Kesinlikle ikincisi... Daha önceki cevaplarımda da biraz vardı… Bu işi tamamen bir hobi şeklinde yapıyorum. Kazanç eksenli ve ekonomik bir getirisi olmalı ki mekân kendini döndürsün, giden kitapların yerine yenileri gelsin. Mevcut kitapların gerekli yerlere ulaşması ve çeşitliliğin artması ile mekânın zenginleşmesi için elbette ekonomik yeterlilik kaygısında taşıyorum. Ama kesinlikle o bir meslek olarak bunu bir ekmek kapısı olarak görmedim. Bu işi tamamen kitaplara olan sevgi ve tutkudan kaynaklı yapmaktayım.

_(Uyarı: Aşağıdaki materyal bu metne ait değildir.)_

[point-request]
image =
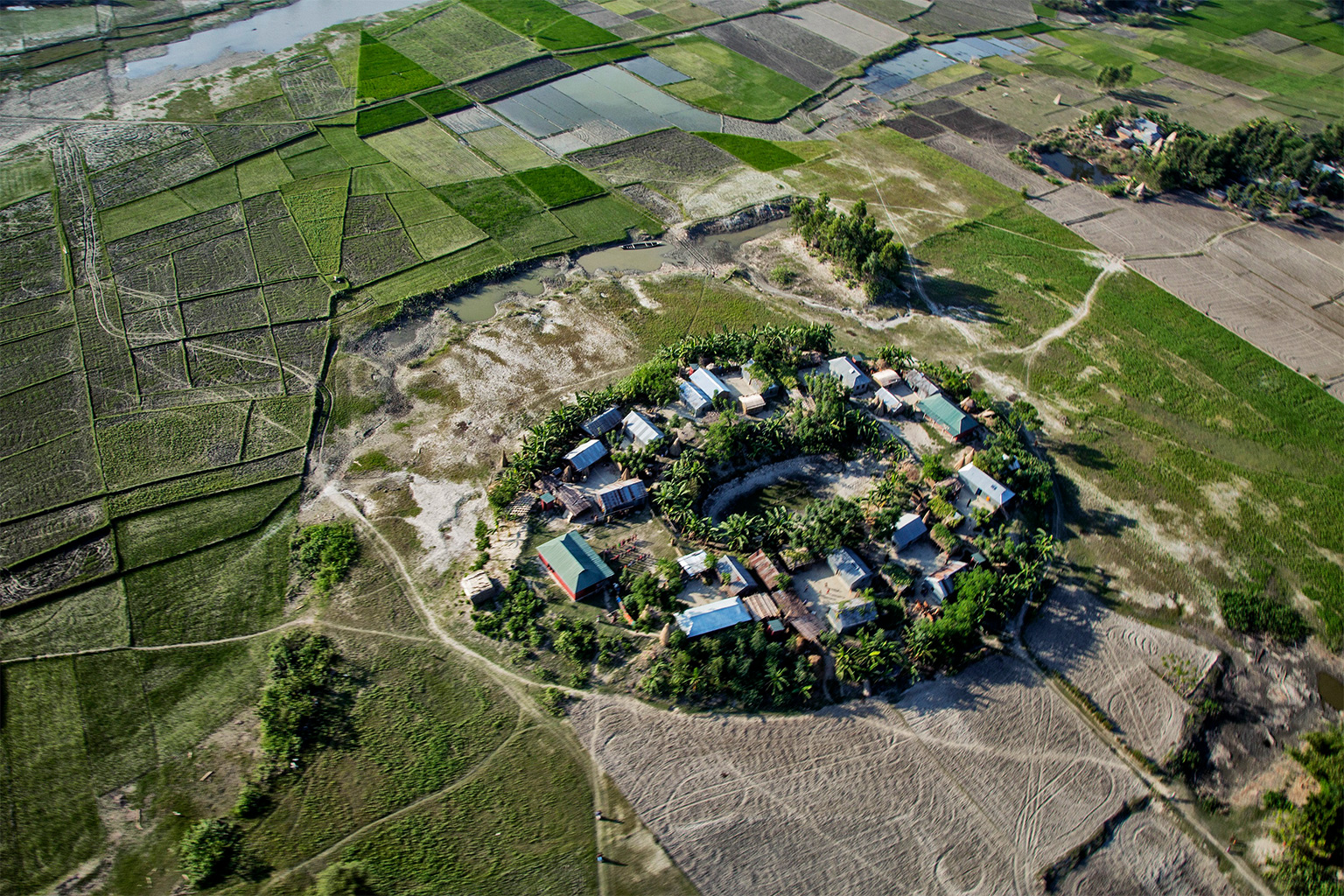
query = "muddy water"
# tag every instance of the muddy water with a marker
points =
(1332, 690)
(263, 32)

Çünkü benim maddi olarak da bir yan gelirim ve bir akarım var.

“Bir değil, bu ilçede yüzlerce kitap evi ve sahaf açılır”

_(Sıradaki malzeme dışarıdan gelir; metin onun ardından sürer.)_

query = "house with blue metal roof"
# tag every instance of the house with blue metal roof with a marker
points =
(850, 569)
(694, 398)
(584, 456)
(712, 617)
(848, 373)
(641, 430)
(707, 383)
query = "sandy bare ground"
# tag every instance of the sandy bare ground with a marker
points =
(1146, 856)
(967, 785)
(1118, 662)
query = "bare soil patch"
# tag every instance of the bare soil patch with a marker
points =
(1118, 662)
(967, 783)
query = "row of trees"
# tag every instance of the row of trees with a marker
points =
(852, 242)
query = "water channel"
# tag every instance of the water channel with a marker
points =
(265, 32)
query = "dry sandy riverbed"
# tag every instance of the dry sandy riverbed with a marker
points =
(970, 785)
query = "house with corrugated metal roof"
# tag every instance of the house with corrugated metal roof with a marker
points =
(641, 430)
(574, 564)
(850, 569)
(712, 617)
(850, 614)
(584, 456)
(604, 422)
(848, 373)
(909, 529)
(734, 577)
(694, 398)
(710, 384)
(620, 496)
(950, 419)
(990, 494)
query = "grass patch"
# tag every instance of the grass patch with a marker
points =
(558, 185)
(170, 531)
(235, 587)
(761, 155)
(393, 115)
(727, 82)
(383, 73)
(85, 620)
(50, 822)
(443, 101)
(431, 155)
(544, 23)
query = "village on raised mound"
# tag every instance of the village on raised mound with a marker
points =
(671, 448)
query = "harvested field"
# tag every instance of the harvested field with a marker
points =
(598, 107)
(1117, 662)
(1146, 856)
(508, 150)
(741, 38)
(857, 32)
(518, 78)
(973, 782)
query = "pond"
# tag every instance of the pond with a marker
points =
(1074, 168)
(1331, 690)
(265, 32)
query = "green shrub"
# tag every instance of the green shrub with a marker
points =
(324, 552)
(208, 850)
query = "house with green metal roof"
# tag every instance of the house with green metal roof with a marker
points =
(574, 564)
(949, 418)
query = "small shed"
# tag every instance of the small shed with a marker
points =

-Teşekkür ediyorum bu güzel söyleşi için…

Ben teşekkür ediyorum böyle bir imkânı sağladığınız için bana. Umuyor ve diliyorum ki okuyucularımızın sayısı günden güne çoğalır. Bir değil, bu ilçede yüzlerce kitap evi ve sahaf açılır. Ve biz de romanın, şiirin, hikâyenin o gizemli kahramanlarına, dizelerine, mısralarına ulaşır ve böylelikle zevk alırız.